Una estrategia para conquistar nuevos mercados
La diferenciación territorial forma parte de una estrategia más amplia para mejorar el posicionamiento del vino sanjuanino fuera de la provincia. Para ello, el Gobierno provincial trabaja junto al sector productivo y la Dirección de Comercio Exterior en la apertura y consolidación de nuevos mercados.
En ese marco, representantes de San Juan participaron en ferias y encuentros internacionales realizados en Holanda, Alemania y Brasil, además de distintas actividades de promoción dentro del país.
“Es importante ese trabajo y ese impulso que nos obliga nuestro gobernador Marcelo Orrego a dar con el sector”, señaló Moreno al referirse a las acciones de promoción comercial.
La apuesta apunta no solo a incrementar las ventas, sino también a modificar la forma en que se presenta el producto. Desde la Provincia consideran que el consumidor actual busca conocer la historia, el territorio y las experiencias vinculadas al vino, además de sus características enológicas.
“El vino, en realidad, en el mundo hoy se comercializa por experiencia. El consumidor hoy día busca la experiencia”, afirmó Moreno.
Vino y turismo, una oportunidad para San Juan
Esta tendencia abre una oportunidad para integrar la producción vitivinícola con el turismo, la gastronomía y la oferta de alojamiento. Las bodegas pueden convertirse así en espacios donde el visitante no solo degusta un vino, sino que también conoce el paisaje y la identidad de la zona donde fue producido.
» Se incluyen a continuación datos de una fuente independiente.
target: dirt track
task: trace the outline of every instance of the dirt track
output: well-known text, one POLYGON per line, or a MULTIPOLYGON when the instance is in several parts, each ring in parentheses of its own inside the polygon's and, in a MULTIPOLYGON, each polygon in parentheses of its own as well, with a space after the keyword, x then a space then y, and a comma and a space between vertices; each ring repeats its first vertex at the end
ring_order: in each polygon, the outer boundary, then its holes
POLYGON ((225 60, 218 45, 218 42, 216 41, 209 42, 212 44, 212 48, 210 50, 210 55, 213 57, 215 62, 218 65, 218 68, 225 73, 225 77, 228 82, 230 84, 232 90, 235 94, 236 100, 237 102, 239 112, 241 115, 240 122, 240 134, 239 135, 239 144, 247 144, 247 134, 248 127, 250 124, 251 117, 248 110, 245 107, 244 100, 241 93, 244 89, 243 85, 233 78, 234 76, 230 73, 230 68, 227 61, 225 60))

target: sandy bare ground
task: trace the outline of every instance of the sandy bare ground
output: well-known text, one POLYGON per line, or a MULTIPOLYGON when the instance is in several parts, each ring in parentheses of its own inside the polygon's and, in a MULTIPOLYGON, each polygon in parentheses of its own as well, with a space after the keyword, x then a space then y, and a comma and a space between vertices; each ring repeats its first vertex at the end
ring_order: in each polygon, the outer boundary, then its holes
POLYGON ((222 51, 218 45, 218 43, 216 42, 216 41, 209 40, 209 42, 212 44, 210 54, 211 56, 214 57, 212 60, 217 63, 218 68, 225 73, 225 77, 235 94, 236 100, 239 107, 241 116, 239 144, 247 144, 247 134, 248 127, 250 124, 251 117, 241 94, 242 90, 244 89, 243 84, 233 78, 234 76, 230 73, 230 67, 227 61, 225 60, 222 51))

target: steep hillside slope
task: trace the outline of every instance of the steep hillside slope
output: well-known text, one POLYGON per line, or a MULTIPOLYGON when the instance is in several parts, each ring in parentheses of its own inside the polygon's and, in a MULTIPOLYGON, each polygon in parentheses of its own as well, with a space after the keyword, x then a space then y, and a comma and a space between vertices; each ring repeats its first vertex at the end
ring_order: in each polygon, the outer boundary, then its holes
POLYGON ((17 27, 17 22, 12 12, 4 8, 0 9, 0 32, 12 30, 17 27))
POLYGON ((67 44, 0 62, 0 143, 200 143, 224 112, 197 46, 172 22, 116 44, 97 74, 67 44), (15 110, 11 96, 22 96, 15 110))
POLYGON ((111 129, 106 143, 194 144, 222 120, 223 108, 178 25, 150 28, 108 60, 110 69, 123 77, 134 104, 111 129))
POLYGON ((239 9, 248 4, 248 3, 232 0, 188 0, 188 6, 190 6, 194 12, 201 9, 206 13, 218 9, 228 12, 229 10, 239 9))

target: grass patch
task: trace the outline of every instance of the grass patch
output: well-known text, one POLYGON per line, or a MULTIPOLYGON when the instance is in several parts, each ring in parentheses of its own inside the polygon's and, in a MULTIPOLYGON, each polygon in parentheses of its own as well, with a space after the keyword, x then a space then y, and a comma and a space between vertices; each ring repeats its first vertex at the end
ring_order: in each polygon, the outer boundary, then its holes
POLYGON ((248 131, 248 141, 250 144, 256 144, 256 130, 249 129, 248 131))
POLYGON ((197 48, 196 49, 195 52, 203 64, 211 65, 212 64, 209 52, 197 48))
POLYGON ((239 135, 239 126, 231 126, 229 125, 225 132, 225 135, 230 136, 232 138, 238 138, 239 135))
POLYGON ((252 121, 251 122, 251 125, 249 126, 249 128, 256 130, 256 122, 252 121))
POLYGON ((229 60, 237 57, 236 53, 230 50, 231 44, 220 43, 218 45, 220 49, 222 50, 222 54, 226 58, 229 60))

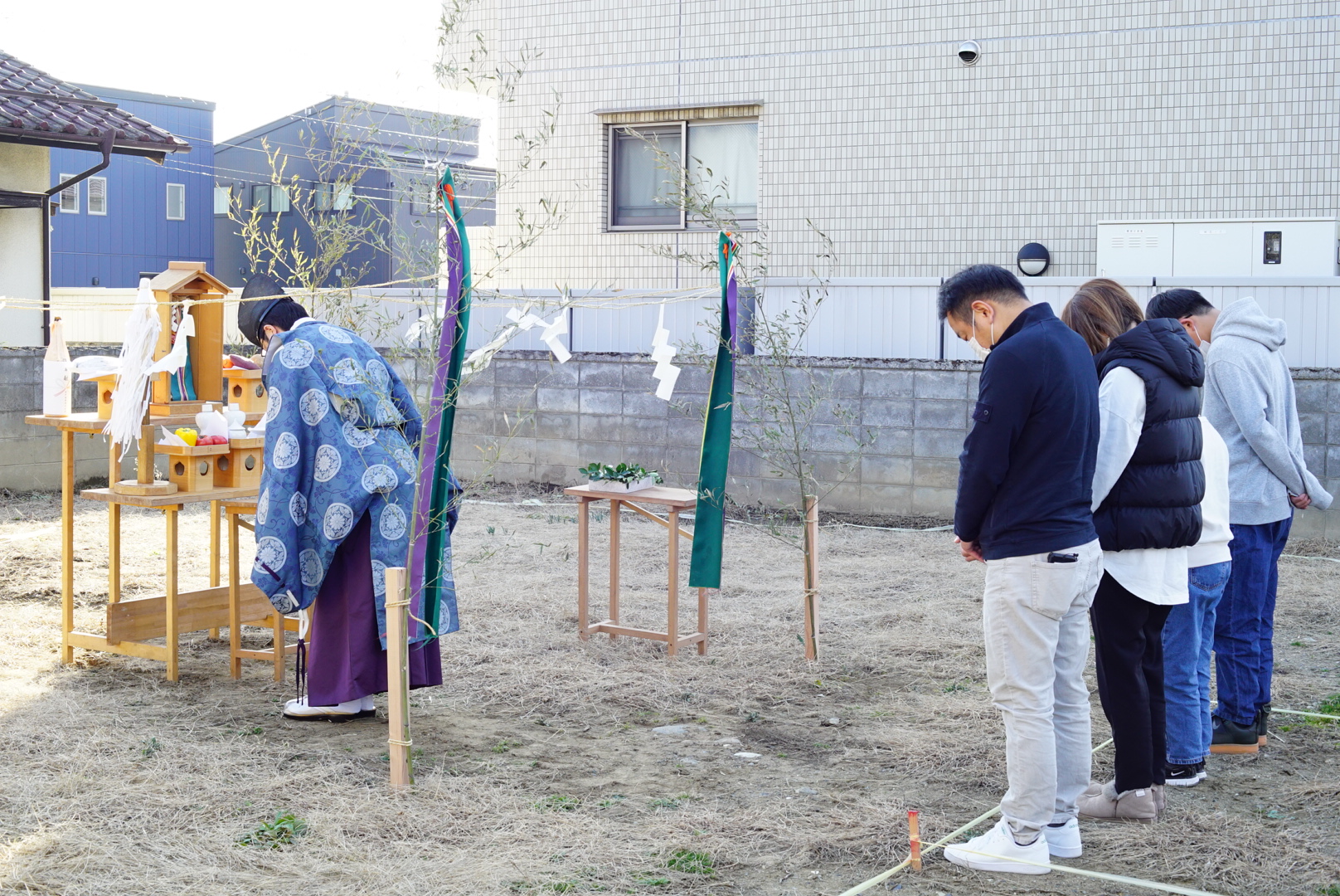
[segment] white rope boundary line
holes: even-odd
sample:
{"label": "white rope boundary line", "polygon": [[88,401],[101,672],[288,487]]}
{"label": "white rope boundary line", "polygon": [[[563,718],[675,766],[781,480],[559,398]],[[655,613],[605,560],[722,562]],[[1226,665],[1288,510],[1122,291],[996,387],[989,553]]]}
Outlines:
{"label": "white rope boundary line", "polygon": [[[1292,715],[1320,715],[1317,712],[1296,712],[1296,711],[1288,711],[1288,710],[1273,710],[1273,711],[1274,712],[1290,712]],[[1335,718],[1335,716],[1328,716],[1328,718]],[[1111,743],[1112,743],[1112,739],[1108,738],[1103,743],[1100,743],[1096,747],[1093,747],[1089,752],[1091,754],[1097,752],[1099,750],[1110,746]],[[958,837],[963,832],[972,830],[973,828],[976,828],[977,825],[982,824],[984,821],[986,821],[989,818],[993,818],[994,816],[1000,814],[1000,810],[1001,810],[1000,806],[996,806],[994,809],[989,809],[988,811],[984,811],[982,814],[977,816],[977,818],[973,818],[970,822],[967,822],[962,828],[945,834],[943,837],[941,837],[939,840],[937,840],[934,844],[929,844],[929,845],[927,844],[922,844],[922,856],[926,856],[926,853],[934,852],[937,849],[942,849],[943,846],[946,846],[949,844],[949,841],[954,840],[955,837]],[[992,856],[990,853],[980,853],[980,852],[973,850],[973,849],[965,849],[963,846],[958,846],[958,849],[961,849],[963,852],[970,852],[974,856],[986,856],[989,858],[1004,858],[1002,856]],[[892,877],[894,875],[896,875],[898,872],[900,872],[903,868],[907,868],[907,865],[910,865],[911,861],[913,861],[913,857],[909,856],[907,858],[904,858],[903,861],[898,862],[896,865],[894,865],[888,871],[886,871],[886,872],[883,872],[880,875],[875,875],[870,880],[867,880],[864,883],[860,883],[860,884],[856,884],[851,889],[843,891],[840,893],[840,896],[858,896],[858,893],[864,893],[871,887],[878,887],[879,884],[883,884],[886,880],[888,880],[890,877]],[[1116,884],[1126,884],[1127,887],[1142,887],[1144,889],[1159,889],[1159,891],[1163,891],[1164,893],[1181,893],[1182,896],[1219,896],[1219,893],[1211,893],[1211,892],[1205,891],[1205,889],[1191,889],[1190,887],[1178,887],[1177,884],[1160,884],[1160,883],[1152,881],[1152,880],[1140,880],[1139,877],[1126,877],[1124,875],[1108,875],[1107,872],[1101,872],[1101,871],[1088,871],[1085,868],[1071,868],[1069,865],[1056,865],[1056,864],[1049,864],[1049,862],[1036,862],[1036,861],[1028,861],[1028,860],[1024,860],[1024,858],[1013,858],[1013,857],[1010,857],[1010,861],[1017,861],[1017,862],[1024,864],[1024,865],[1034,865],[1037,868],[1051,868],[1052,871],[1060,871],[1060,872],[1065,872],[1068,875],[1080,875],[1083,877],[1096,877],[1097,880],[1110,880],[1110,881],[1116,883]]]}

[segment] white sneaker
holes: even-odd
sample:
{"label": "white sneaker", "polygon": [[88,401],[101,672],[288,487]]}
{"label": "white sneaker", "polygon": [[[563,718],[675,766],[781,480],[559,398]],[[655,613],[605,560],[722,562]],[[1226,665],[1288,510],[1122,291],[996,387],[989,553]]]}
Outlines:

Para San Juan, la diversidad de sus territorios constituye uno de los principales atractivos para desarrollar esta propuesta. Entre los ejemplos mencionados por el secretario de Agricultura aparece el corredor que une Pedernal con Iglesia, con la Cordillera de los Andes como escenario distintivo.
“No nos olvidemos nuestra bendita cordillera, desde Pedernal hasta Iglesia, donde tenemos mucho para mostrar, mucho para hacer enoturismo”, expresó.
La estrategia provincial busca, de este modo, que el vino sanjuanino deje de ser identificado únicamente como un producto y comience a reconocerse también por su procedencia. La combinación entre innovación tecnológica, identidad territorial, promoción internacional y enoturismo aparece como una de las principales herramientas para que los vinos de San Juan ganen espacio en nuevos mercados.